A Palazzo San Giacomo trasformano ogni transito in presenza
Il turismo da record a Napoli esiste. Ma solo nei sogni dell’amministrazione di Gaetano Manfredi. La Regione Campania, con dati ufficiali, ridimensiona tutto e riporta le presenze in citta a circa 3,5 milioni a fronte dei 13,9 milioni segnalati dal Comune. Una distanza, come si apprende da un articolo di Francesco Parrella per il «Corriere del Mezzogiorno», che supera i dieci milioni di presenze e che emerge chiaramente da un decreto dirigenziale di Palazzo Santa Lucia, pubblicato sul Burc sulla classificazione dei Comuni costieri, in linea con i dati Istat. Altro che semplice scostamento: qui cambia proprio la fotografia dei flussi turistici.
A rileggerle oggi, le dichiarazioni degli ultimi anni suonano quasi come un’altra storia. Il sindaco parlava di una crescita continua, sostenendo che Napoli fosse ormai «una meta internazionale» e «un grande brand» capace di trainare non solo la Campania ma l’intero Sud, con numeri «in aumento costante». Parole che, alla luce dei dati regionali, sembrano più una costruzione comunicativa che una rappresentazione aderente ai flussi reali.
Quando i numeri cambiano anche la classificazione
Il decreto regionale non si limita ai flussi. Inserisce Napoli tra le località balneari a «ordinaria valenza turistica». Una definizione che ha effetti concreti: per i concessionari demaniali si traduce in uno sconto sul canone anche del 50%. Un inquadramento che stride con l’immagine di una città presa d’assalto dai visitatori. Anche perché, nello stesso provvedimento, Sorrento e altre 23 località tra Cilento, Costiera amalfitana e isole del Golfo vengono classificate ad «alta valenza turistica», senza alcun alleggerimento sull’imposta regionale sulle concessioni demaniali ad uso turistico ricreativo. Il contrasto è evidente: mentre Napoli viene considerata “ordinaria”, altre destinazioni della regione sono riconosciute come ad alta intensità turistica.

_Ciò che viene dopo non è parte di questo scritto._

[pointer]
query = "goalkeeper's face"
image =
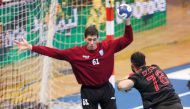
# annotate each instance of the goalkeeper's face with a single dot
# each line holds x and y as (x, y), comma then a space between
(91, 42)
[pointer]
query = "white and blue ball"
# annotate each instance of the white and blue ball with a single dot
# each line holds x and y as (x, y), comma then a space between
(124, 11)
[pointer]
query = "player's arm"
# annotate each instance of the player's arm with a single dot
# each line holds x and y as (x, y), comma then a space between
(51, 52)
(125, 84)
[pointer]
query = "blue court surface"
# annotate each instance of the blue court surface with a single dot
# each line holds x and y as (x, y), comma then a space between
(131, 100)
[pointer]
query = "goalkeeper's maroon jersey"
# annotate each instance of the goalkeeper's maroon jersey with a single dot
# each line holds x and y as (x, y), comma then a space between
(92, 68)
(154, 87)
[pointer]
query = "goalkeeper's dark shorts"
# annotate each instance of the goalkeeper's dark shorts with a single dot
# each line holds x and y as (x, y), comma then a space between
(172, 106)
(103, 95)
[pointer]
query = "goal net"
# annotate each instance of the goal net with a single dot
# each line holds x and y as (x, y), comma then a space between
(31, 81)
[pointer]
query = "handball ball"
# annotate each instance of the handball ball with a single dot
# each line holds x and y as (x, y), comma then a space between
(124, 11)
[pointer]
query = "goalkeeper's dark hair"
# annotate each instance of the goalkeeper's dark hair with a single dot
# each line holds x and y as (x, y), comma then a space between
(138, 59)
(91, 30)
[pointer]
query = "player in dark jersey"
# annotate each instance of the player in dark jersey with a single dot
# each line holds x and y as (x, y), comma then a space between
(152, 83)
(92, 65)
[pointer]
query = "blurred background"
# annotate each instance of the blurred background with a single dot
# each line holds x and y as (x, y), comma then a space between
(29, 80)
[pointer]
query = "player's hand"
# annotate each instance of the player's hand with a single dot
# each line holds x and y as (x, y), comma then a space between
(23, 45)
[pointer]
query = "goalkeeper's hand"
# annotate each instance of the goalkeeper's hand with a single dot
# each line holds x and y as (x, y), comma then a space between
(23, 45)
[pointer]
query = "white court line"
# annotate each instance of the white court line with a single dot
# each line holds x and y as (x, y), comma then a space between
(180, 95)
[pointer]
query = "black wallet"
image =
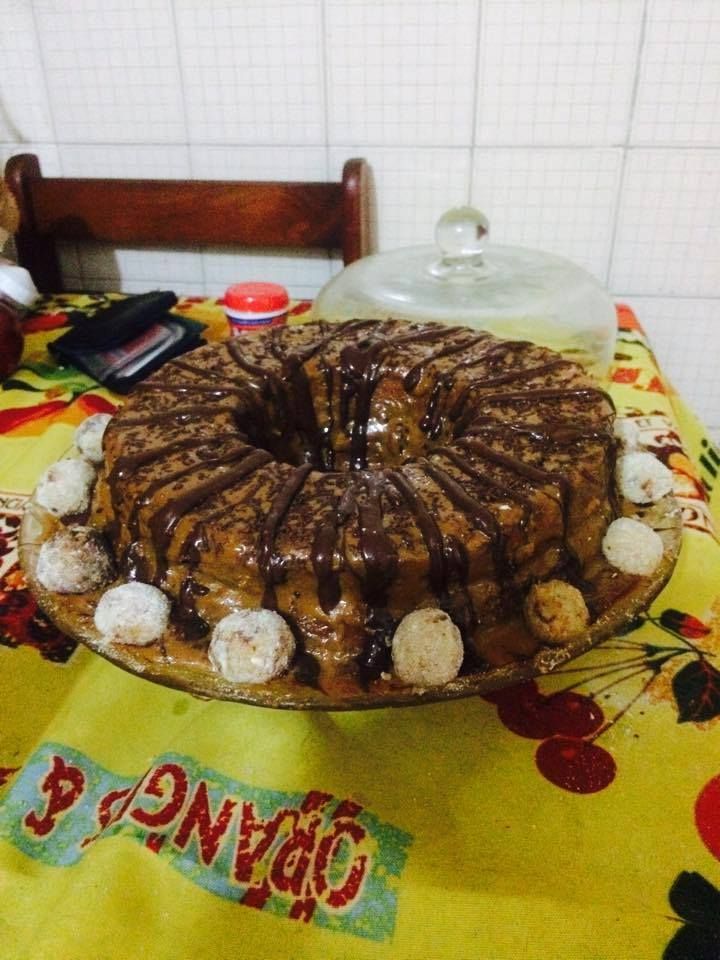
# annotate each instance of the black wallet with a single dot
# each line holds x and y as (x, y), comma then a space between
(126, 341)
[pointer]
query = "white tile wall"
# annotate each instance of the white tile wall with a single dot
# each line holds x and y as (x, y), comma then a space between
(587, 127)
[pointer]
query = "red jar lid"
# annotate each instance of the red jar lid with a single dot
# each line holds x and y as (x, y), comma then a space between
(257, 297)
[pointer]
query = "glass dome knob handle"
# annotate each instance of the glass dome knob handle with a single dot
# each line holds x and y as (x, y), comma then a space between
(461, 232)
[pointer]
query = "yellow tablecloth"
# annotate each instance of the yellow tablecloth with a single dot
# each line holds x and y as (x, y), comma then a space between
(139, 821)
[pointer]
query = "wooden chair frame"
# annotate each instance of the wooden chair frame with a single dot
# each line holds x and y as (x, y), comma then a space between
(255, 214)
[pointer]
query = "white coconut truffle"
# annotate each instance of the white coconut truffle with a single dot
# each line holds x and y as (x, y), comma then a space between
(627, 432)
(65, 486)
(642, 478)
(88, 436)
(251, 646)
(632, 546)
(133, 613)
(556, 611)
(73, 561)
(427, 648)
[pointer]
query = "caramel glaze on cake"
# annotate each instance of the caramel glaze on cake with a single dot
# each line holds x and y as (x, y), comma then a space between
(347, 474)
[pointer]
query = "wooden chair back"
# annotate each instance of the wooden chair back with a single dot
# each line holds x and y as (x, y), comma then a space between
(255, 214)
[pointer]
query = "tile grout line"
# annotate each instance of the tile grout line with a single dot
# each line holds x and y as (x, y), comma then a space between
(326, 101)
(626, 144)
(51, 116)
(186, 125)
(475, 103)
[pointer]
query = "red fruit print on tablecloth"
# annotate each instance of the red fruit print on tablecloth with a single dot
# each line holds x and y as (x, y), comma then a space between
(675, 663)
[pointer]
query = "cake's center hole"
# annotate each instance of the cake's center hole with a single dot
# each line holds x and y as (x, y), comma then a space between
(392, 433)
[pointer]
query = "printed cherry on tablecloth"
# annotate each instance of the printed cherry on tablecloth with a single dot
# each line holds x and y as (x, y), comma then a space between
(569, 722)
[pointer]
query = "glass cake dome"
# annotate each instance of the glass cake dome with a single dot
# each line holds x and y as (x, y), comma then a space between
(518, 293)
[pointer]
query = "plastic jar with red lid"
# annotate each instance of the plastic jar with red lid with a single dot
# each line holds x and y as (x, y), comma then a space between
(255, 306)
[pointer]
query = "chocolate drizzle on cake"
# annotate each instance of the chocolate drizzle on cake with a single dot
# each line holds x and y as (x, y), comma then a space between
(440, 443)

Chi viene contato (e chi no)
Anche le parole dell’assessore Teresa Armato, rilette oggi, aiutano a capire il perché di questa distanza. L’attrattività della città veniva descritta come «enorme», con una crescita dei turisti stranieri e un turismo interessato a cultura, monumenti, spettacoli e musica. Ma nello stesso ragionamento si apriva a un concetto molto più ampio di presenza: non solo chi soggiorna, ma anche chi si ferma poche ore, chi «viene a fare la passeggiata» o sbarca da una crociera. Ed è proprio qui che il racconto si incastra con il metodo.
Il Comune utilizza i dati delle celle telefoniche, includendo di fatto anche i transiti di pochi minuti. La Regione Campania, invece, conteggia i pernottamenti nelle strutture ricettive, alberghiere ed extralberghiere. Presenze effettive, dunque, legate ai soggiorni e rapportate anche alla capacità disponibile: nel 2024 i posti letto censiti nel capoluogo erano 42.642. Due criteri diversi, due risultati opposti.
La mappa dei flussi reali
Dentro questo perimetro, Napoli resta comunque in testa alla classifica regionale con circa 3,5 milioni di presenze nel 2024. Subito dietro c’è Sorrento, poco oltre i 3 milioni. Seguono Forio d’Ischia (970 mila), Salerno (quasi 500 mila), Maiori (circa 400 mila), Capri (397 mila) e Giugliano in Campania (386 mila). In fondo alla graduatoria, Torre Annunziata, con 4.284 presenze.
Numeri che restituiscono una fotografia chiara dei flussi turistici in Campania. Ma soprattutto che, messi accanto alle cifre diffuse dal Comune, ridimensionano drasticamente il racconto di una crescita fuori scala. Alla fine, più che un boom, emerge una distanza netta tra narrazione e dati certificati. E sono questi ultimi, oggi, a smentire un sistema di conteggio che, includendo anche i passaggi, finisce per trasformare ogni presenza in turismo.